After pumping billions of dollars into the global economy to end the financial crisis, central bankers say the new calmness makes them uneasy, because it can turn investors complacent, increasing chances for future market instabilit­y. The evidence is unpreceden­ted.

A risk measure that uses options to forecast fluctuatio­ns in equities, currencies, commoditie­s and bonds fell to its lowest level on record last week.

“Throughout the year, accommodat­ive monetary conditions kept volatility low,” the Basel, Switzerlan­d-based BIS said in the report. “By mid-2014, investors again exhibited strong risk-taking in their search for yield.

“Overall, it is hard to avoid the sense of a puzzling disconnect between the markets’ buoyancy and underlying economic developmen­ts globally.”

Last month, Federal Reserve Bank of New York President William Dudley said the slide in market volatility “makes me a little nervous”. Bank of England deputy governor Charlie Bean said conditions were “eerily reminiscen­t” of the pre-crisis era.

Bank of America’s market risk index closed at minus 1.31 on Thursday, the lowest level since at least 2000.

As volatility dropped and interest rates stayed near historic lows, demand for riskier assets increased. Bonds from Europe’s most indebted nations have led a rally in sovereign securities this year, while stocks indexes in the US and Europe have climbed to records.

Greek securities returned more than 30% this year through Thursday, Bloomberg world bond indices show.

Portuguese bonds gained 16% and Spain’s added 9.7%.

The average yield to maturity on euro-area government bonds fell to an all-time low of 1.30% on Thursday, according to Bank of America Merrill Lynch’s euro government index.

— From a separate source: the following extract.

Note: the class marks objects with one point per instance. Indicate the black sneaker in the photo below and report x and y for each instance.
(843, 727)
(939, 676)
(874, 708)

At the same time, Ireland, Portugal and Greece have all held over-subscribed bond sales this year, a marker of the region’s recovery from the debt crisis that froze nations out of capital markets and threatened to splinter the currency bloc.

“We do see risks, despite the fact that the markets are calm,” Bundesbank board member Andreas Dombret said this month. Mr Dombret is also a member of the European Central Bank supervisor­y board for the Single Supervisor­y Mechanism that oversees banking policy.

The Standard & Poor’s 500 index of the largest US stocks closed at its highest level ever on June 20, capping three days of consecutiv­e records.

In Germany, the DAX index breached the 10,000 level for the first time this month, while the Stoxx Europe 600 index is only 2.2% away from a six-year high reached on June 10.